With a groan of fear, Leuka hid my face in her breast. I held her in my arms. I wanted to hide myself, among the soft hair of the nymph, but it was impossible to look away from the darkness that seemed to condense, collect in human form; a man with a cape, and a plume rose from his helmet. He stepped over Aristaeus’ corpse, with the lack of interest that might be reserved for a rotted tree trunk by the river, and joined us.
With a gesture of absolute calm, so that his mantle did not even move, the darkness made two arms emerge to take off his helmet.
He had black hair, so smooth and silky that even in the complete darkness it seemed to shine like the light from the stars. His complexion was white as marble, a virile sculpture that the artist had reproduced in detail, but neglected to give color: the facial features, chiseled and resolute, the shadows alternated, making it ghostly. The eyes were so deep-set that I could not name a color, but when they fell on me, I saw
a two sparks, in their depths.
“You should not be here.” Were the first words I heard from Hades, the lord of the Avernus.
Close to me, Leuka trembled even more. Looking into the face of the god of the dead is beyond the courage of mortals, the nymphs, and almost all immortals.
I took a deep breath. I was confused, frightened. I knew what had just happened was horrible, was obscure, perhaps cursed, but that horror had saved Leuka and me.
I took refuge in the banality of good manners,
“Thank you for your help, uncle. We were in a very difficult situation.”
“Why were you spying on the mysteries of death? You are not a nymph.”
The nymphs are curious; they constantly get into trouble for this. It was as if he had told me not to act like a fool.
In the darkness of the underworld, a few steps from the body of a man who had tried to rape me, in front of the god most hated by the mortals, I realized I was blushing.
“I did not mean to spy, I was looking for the Mirabilis flowers in these hills.”
“Nothing flourishes when I pass by.”
“Oh. I’m sorry.”
He looked at me impassively, without a word, and I felt that I blushed even more.
“I wanted to say,” I muttered, shaking my companion, “I mean, uncle, I looked, but without the intention of spying, and I would not take anything that is yours, I swear, I just thought... I thought...”

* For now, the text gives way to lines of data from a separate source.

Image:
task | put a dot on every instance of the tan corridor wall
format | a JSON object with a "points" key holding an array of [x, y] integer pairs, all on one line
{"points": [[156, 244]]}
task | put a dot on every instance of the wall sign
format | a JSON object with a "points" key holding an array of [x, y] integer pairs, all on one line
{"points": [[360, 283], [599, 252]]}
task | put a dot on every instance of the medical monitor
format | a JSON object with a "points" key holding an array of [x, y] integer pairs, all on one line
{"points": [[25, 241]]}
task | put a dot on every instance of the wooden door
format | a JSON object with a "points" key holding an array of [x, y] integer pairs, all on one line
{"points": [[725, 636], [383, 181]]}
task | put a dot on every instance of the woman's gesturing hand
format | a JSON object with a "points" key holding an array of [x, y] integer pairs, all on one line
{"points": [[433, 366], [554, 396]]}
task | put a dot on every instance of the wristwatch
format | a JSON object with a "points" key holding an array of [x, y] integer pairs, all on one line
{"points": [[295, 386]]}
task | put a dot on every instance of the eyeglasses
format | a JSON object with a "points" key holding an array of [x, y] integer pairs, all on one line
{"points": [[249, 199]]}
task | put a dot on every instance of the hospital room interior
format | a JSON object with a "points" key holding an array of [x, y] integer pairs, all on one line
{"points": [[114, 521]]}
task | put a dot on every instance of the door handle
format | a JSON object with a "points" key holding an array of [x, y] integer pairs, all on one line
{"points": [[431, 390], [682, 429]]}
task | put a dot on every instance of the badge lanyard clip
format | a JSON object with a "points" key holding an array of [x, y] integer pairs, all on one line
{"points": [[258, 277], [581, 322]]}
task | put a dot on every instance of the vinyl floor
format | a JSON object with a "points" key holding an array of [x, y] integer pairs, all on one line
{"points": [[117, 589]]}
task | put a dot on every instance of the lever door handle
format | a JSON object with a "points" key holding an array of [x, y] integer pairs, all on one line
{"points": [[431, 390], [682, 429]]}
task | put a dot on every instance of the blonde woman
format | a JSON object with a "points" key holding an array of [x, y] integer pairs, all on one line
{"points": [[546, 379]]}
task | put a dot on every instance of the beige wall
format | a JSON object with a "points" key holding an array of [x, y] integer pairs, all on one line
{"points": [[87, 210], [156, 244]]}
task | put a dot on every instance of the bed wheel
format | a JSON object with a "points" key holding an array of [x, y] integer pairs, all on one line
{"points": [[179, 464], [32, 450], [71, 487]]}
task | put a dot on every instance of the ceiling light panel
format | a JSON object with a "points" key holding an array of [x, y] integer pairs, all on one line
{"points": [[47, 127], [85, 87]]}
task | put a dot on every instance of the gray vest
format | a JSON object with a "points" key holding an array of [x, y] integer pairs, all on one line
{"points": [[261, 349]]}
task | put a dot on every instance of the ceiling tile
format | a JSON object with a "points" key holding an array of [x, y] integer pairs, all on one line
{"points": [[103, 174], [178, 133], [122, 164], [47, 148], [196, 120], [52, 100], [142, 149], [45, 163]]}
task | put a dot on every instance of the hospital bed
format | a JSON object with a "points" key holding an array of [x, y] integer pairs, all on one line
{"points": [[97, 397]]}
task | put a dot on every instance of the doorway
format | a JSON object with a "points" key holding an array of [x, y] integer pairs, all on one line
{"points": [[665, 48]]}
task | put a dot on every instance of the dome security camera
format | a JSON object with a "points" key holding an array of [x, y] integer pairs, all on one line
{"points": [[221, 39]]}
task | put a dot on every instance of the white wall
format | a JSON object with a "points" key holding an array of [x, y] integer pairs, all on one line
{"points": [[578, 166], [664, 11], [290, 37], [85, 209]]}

The silence of Hades overcame me; his eyes pierced me. I saw that the cloak was stopped on the shoulder by a gold-veined bone buckle, and his chest was covered with armor, black and glistening like ice. His wrists were protected by thick bracelets, which arrived to his elbow. Under the left he held his helmet, and his fingers stood out very white against the black metal. For some reason, this discovery made me blush further. If I continued like that, I thought, I would end up burning myself alone.
“I never expected to be angry,” I gasped in one breath, “but since you are the god of the underworld, I thought that for once there was nothing wrong with that, if you’d seen... the roots of my flowers. I just wanted to understand, that’s all.”